DUE TO SPAM, SIGN-UP IS DISABLED. Goto Selfserve wiki signup and request an account.
Status
Current state: Accepted
Discussion thread: https://lists.apache.org/thread/ko478l71jf9hqhhg328tcdr46nj2wcz9
Vote thread: https://lists.apache.org/thread/1bhgq12dpc4s20pfos88t1wgz3l4y7lk
JIRA:
KAFKA-19400
-
Getting issue details...
STATUS
Please keep the discussion on the mailing list rather than commenting on the wiki (wiki discussions get unwieldy fast).
Motivation
This KIP provides a simple solution to an availability issue exposed by the auto-join feature proposed in KIP-853 and how AddRaftVoterRequest RPC is currently handled. The problem is because the active controller does not send a response to complete the AddRaftVoterRequest until after the new voter set is committed, and that KRaft (and Kafka in general) only support one in-flight request to a node. Consider the following scenario:
Some controller A that is automatically joining by sending the AddRaftVoterRequest RPC is the same controller whose Fetch is needed to commit the new voter set. A clear example of this is when bootstrapping with --standalone and having controllers auto-join, as the first controller to auto-join will increase the voter set size from 1 to 2. The active controller needs controller A to complete a Fetch RPC to complete the AddRaftVoterRequest RPC, but controller A cannot send a FetchRequest until its AddRaftVoterRequest returns or times out. The general case being described here is going from a voter set of size X to size X + 1, where a minority of X + 1 nodes from the new voter set are unavailable.

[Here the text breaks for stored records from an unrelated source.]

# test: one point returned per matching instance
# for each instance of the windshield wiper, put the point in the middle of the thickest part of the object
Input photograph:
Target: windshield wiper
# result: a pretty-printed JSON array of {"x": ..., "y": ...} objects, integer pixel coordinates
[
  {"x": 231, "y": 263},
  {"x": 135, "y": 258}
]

The reason this scenario causes unavailability is as follows: the current in-flight request for controller A is the AddRaftVoterRequest RPC, which cannot complete until after controller A first replicates the new voter set, and sends another fetch to the leader. This state will expire the leader's checkQuorumTimer and cause it to resign, since the majority of nodes (which includes controller A) will not be able to fetch in time. Thus, the current implementation of AddRaftVoterRequest will cause an unnecessary leadership failover and election when running the auto-join feature.
It is important to note that this scenario does not apply when handling the RemoveRaftVoterRequest RPC as part of auto-join, because we need a majority of the new voter set to commit the new VotersRecord , which does not include the voter being removed.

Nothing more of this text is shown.